La crise politico-militaire Russo-ukrainienne ainsi que les conflits de faibles intensités dans la région Afrique du Nord et Sahel font que l’Algérie dans son regain diplomatique s’appuie, notamment, sur une diplomatie à double détente énergétique et de proximité pour un positionnement stratégique dans la nouvelle reconfiguration géopolitique de la nouvelle Ere qui s’en suivra. Il est clair que cette diplomatie ne s’écarte pas de sa doctrine en matière de politique étrangère, de défense nationale et de sécurité dont les fondamentaux sont inscrits dans la déclaration de novembre 1954 qui consacre l’Etat Algérien. Incontestablement, le développement futur de la politique étrangère de l’Algérie continuera à s’appuyer sur ses principes fondamentaux, à savoir : la défense de l’indépendance nationale, le recouvrement de l’identité nationale, le refus de toute forme d’ingérence, le refus de toute base militaire étrangère sur son sol, le rejet de la politique d’alliance et des pactes militaires, la participation active contre le sous-développement et la pauvreté, l’autodétermination, le respect de la souveraineté des Etats et la non-ingérence dans les affaires internes des Etats souverains.

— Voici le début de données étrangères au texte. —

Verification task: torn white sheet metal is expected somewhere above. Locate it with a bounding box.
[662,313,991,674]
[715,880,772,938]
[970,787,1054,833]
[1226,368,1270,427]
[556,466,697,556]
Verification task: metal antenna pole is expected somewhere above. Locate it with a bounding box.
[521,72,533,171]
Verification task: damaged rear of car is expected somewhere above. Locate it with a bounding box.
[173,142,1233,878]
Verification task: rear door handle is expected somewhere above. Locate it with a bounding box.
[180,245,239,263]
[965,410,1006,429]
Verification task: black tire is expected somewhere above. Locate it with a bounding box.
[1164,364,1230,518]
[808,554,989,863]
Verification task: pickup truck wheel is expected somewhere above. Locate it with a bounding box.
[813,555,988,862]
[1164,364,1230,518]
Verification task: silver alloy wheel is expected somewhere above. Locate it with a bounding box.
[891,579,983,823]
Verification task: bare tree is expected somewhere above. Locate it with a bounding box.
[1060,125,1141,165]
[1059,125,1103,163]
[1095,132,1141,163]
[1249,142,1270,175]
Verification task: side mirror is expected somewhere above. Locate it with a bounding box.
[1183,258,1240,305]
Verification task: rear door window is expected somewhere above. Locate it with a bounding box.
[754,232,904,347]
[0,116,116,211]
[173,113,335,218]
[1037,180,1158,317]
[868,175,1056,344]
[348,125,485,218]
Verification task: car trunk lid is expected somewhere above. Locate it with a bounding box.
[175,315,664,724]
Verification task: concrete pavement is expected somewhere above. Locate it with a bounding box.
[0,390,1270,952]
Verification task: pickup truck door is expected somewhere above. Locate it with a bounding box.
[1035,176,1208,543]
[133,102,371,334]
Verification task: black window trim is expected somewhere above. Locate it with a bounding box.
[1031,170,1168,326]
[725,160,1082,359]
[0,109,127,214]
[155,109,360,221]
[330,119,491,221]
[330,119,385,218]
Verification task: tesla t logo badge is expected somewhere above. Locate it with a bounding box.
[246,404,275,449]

Il existe une nette distinction entre la diplomatie et la politique étrangère. Il est important de ne pas confondre ces deux concepts : La politique étrangère consiste essentiellement dans les principes, les objectifs fondamentaux, les tendances générale de l’Etat hors de ses frontières. Elle est l’expression de chaque Etat de la manière dont il exécute la synthèse de ce qui se dégage au niveau international pour défendre et faire valoir, notamment, à travers les organisations internationales. La diplomatie, quant à elle, assure l’exécution du programme que le pays s’est assigné dans ce domaine, sur application méthodique et quotidienne, par le moyen de négociation ou, tant au-moins de conversation, un moyen d’action de la politique étrangère. Elle est aussi l’art d’ordonner, de diriger, de pratiquer les négociations au non d’un Etat. La diplomatie n’est pas le seul instrument de la politique étrangère. Le domaine de la diplomatie s’est vu élargi par l’inclusion, ces dernières années, de la question économique, commerciale, technique, culturelle, scientifique, sanitaire, et technologique, alors que traditionnellement les auteurs ne réservaient à la diplomatie que des contacts, entre Etats portant principalement sur des questions politiques. Par conséquent, il existe plusieurs types de diplomatie dont nous citons : la diplomatie parlementaire, la diplomatie directe ou classique, la diplomatie ad hoc, la diplomatie du terrain, la diplomatie du dollar, la diplomatie de proximité, la diplomatie secrète, la diplomatie ouverte, la diplomatie préventive, la diplomatie multilatérale.

Dans le cadre de sa diplomatie de proximité, l’Algérie, tout en préservant son principe de non alignement, s’engage dans des actions multilatérales ou bilatérales de pacification dans la résolution des conflits (ex : crises au Mali, en Libye et en Ukraine). Ce type de diplomatie est déployé lorsqu’apparait un conflit opposant deux ou trois Etats faisant recours à un médiateur. Cependant, à travers sa diplomatie énergétique, elle compte devenir un acteur clé dans l’approvisionnement en énergie de l’Europe. En effet, le dernier accord énergétique avec l’Italie pour l’augmentation de son approvisionnement progressivement à hauteur de 9 milliard de m3 de gaz naturel, la cessation de la fourniture du gaz naturel au Maroc issue de la rupture des relations diplomatiques entre les deux pays en été 2021, et la récente crise du gaz avec l’Espagne démontre que l’énergie devient le levier stratégique de l’Algérie aussi bien pour son positionnement dans le nouvel échiquier géopolitique mais également pour sa politique de diversification économique nationale.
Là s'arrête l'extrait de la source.